Working on a global scale, as most online businesses do, you'll quickly encounter names originating from different writing systems. Transliteration – transferring written text between writing systems, for example, from Cyrillic or Arabic script to Latin characters – can quickly become a problem.
The results of transliteration depend on the languages involved. For example, Hungarian, Portuguese and English all have different rules for recoding the letters of other writing systems, while each uses the Latin alphabet. That's how Japan's historic capital becomes Kiotó, Quioto, or Kyoto, respectively. You can probably guess how easily that can cause a problem with names in AML checks.
Then there’s the issue of name variants or slightly different spellings of the same name. For example, the name Igor has a less common spelling, Ygor.
Benefits of using different fuzzy profiles
- Supports a risk-based approach: Configure multiple fuzzy screening profiles to match different customer segments, products or geographies — ensuring screening sensitivity aligns with the specific level of risk.
- Greater flexibility and control: Adjust matching thresholds, data sources, and search parameters to fine-tune results for each use case, from low-risk retail customers to high-value corporate clients.
- Reduced false positives: Optimize matching rules per profile to minimize irrelevant alerts while maintaining a strong detection capability.
- Improved operational efficiency: Automate screening with pre-defined profiles, saving time and reducing manual review efforts for compliance teams.

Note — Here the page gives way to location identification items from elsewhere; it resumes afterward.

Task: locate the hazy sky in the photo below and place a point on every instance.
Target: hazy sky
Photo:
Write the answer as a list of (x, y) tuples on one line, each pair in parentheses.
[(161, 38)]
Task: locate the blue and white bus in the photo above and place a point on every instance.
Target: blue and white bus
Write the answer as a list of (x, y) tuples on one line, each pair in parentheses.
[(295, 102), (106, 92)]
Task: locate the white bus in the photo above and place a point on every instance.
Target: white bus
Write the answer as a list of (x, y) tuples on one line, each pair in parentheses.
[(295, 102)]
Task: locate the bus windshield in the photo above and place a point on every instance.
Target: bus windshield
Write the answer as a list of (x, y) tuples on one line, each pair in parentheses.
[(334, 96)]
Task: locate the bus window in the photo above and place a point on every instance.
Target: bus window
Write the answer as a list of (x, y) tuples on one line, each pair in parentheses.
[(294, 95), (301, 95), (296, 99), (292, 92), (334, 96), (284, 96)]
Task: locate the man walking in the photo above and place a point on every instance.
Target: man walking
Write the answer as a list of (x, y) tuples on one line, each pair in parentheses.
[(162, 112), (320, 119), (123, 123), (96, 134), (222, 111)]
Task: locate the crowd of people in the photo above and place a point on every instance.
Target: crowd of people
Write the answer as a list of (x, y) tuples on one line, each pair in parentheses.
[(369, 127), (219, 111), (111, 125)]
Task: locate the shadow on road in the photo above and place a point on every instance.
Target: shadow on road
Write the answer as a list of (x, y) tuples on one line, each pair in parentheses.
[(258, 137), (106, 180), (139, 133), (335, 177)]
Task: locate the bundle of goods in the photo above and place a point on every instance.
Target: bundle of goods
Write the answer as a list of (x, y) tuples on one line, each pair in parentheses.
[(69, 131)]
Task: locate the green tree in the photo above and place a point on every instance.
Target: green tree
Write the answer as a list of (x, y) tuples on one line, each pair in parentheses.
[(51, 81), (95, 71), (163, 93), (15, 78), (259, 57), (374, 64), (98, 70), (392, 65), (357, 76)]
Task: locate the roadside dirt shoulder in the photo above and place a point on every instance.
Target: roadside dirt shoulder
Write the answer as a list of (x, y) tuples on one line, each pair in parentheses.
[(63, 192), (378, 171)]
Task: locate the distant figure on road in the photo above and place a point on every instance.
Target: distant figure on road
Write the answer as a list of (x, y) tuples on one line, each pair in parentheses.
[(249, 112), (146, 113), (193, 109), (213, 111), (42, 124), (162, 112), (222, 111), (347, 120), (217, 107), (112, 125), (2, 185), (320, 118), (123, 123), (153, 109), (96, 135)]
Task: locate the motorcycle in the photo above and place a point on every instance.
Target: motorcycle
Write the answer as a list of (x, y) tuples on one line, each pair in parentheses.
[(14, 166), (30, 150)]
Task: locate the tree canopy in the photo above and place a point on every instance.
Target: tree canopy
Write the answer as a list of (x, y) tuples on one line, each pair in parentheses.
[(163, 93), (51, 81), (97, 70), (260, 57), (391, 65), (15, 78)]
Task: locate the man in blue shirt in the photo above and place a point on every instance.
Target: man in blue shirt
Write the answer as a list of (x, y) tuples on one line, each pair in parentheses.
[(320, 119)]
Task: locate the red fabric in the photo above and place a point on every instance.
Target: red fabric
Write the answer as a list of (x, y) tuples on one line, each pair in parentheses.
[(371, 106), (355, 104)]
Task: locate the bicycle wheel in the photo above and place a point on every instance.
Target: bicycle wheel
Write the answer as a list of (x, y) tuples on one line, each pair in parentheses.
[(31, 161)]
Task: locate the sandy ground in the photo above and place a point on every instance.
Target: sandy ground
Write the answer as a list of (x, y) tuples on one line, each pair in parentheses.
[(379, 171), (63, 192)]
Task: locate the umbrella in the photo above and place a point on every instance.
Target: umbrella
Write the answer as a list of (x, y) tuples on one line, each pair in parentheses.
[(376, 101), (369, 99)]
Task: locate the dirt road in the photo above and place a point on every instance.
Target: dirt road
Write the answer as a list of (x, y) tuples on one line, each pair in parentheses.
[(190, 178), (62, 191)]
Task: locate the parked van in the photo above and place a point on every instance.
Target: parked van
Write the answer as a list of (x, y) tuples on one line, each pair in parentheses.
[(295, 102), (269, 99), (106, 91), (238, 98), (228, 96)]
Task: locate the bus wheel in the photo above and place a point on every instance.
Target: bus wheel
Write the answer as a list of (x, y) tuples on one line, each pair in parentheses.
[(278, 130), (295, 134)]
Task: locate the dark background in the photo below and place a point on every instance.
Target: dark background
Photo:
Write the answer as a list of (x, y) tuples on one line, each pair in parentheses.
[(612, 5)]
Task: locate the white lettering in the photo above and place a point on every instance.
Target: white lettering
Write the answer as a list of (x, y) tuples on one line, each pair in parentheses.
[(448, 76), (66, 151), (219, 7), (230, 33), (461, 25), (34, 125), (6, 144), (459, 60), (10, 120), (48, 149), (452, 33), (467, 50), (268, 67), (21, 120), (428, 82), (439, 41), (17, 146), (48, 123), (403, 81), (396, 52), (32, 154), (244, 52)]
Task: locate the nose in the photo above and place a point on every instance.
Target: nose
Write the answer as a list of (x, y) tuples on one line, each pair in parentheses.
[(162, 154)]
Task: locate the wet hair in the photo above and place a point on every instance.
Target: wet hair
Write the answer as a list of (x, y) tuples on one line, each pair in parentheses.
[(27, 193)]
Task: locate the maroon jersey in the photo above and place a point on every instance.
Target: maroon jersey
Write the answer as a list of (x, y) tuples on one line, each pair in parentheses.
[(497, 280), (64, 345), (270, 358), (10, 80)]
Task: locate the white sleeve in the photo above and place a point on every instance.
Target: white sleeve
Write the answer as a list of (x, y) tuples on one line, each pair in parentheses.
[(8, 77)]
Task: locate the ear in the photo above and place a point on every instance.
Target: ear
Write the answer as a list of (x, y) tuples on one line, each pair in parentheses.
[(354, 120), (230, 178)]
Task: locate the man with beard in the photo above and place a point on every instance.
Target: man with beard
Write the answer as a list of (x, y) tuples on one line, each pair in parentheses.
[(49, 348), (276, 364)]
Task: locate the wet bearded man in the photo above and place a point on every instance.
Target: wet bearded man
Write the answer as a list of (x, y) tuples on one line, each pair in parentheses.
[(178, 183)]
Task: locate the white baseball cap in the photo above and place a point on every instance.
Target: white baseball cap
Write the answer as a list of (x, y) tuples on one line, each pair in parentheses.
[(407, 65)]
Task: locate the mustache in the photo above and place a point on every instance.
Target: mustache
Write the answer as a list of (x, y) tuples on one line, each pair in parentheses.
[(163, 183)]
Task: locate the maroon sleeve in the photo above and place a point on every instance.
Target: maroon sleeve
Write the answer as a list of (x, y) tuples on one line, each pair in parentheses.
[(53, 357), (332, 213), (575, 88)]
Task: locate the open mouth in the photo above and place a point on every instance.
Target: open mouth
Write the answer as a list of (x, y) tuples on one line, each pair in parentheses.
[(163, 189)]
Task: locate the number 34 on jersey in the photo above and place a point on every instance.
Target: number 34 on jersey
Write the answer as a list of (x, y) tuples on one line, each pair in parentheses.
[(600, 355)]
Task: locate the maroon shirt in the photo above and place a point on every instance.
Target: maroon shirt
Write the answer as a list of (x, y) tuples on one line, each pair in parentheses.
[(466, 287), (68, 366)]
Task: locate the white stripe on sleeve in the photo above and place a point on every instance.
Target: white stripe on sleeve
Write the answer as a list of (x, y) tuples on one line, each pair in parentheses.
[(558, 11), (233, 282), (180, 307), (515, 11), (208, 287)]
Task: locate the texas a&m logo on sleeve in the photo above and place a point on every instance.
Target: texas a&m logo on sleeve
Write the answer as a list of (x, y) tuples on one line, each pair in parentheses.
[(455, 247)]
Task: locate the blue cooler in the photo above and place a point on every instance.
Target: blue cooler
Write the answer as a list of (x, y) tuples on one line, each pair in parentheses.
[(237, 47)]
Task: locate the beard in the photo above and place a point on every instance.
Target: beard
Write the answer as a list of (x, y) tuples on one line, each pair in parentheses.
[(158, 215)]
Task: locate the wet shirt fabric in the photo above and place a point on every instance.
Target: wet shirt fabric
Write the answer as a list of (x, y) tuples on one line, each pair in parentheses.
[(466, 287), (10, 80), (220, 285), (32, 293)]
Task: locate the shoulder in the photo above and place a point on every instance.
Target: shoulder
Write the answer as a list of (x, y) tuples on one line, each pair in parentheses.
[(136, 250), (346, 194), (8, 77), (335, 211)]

- Enhanced compliance accuracy: Ensure your screening process consistently meets internal policies and regulatory expectations by tailoring profiles to distinct regulatory environments or risk appetites.
- Faster adaptation to regulatory change: Quickly update or create new profiles in response to evolving compliance requirements or emerging risk patterns.
- Data-driven decision-making: Gain clearer insights by comparing results across different fuzzy settings to continuously refine and improve your screening strategy.
How to use fuzzy search
Fuzzy search allows you to refine searches in SEON through API integration or fuzzy profiles.
Enabling fuzzy search in API Requests
When sending data via API, you can enable or disable fuzzy search using the fuzzy_enabled parameter. Additionally, you can fine-tune fuzzy search settings based on your needs. However, adjusting these settings can significantly impact results, increasing the likelihood of false negatives. In most cases, the default settings provide the best balance.
Adjusting fuzzy search profiles
Customers can configure multiple fuzzy settings profiles directly in the UI. These profiles can be tailored to different screening scenarios, supporting a risk-based approach and ultimately helping to reduce false positives.
1. In Settings, navigate to AML.
2. Head to the Fuzzy settings profile section.
3. Create a new profile or open the one you wish to edit.
4. Adjust the relevancy score and the token length to fit your organization's risk tolerance.
5. Scroll down to test different configurations without impacting any actual settings in use. This sandbox approach lets you experiment with specific risk scenarios before committing changes to your account-wide settings.
6. Click Save settings as a fuzzy profile to apply it across any selected automated and manual search in your account.
Fuzzy profiles can also be added to search profiles, where you can match fuzzy settings with different sources.
Best practices for fuzzy search configuration
- First test your fuzzy settings in the fuzzy profile editor to fine-tune settings before applying them.
- Start with broader fuzzy settings to capture more variations, then refine for accuracy.
- Avoid overly strict settings, as they may block legitimate users or fail to flag risky entities.
- Use different configurations for different risk levels, such as stricter thresholds for high-risk transactions.
Example: Fuzzy search in action
Scenario:
A customer signs up as "Johh Smith" instead of their full legal name, "Johnathan Smith."
Without fuzzy search
- The system may not detect the match, as “Johh Smith” is too different from “Johnathan Smith.”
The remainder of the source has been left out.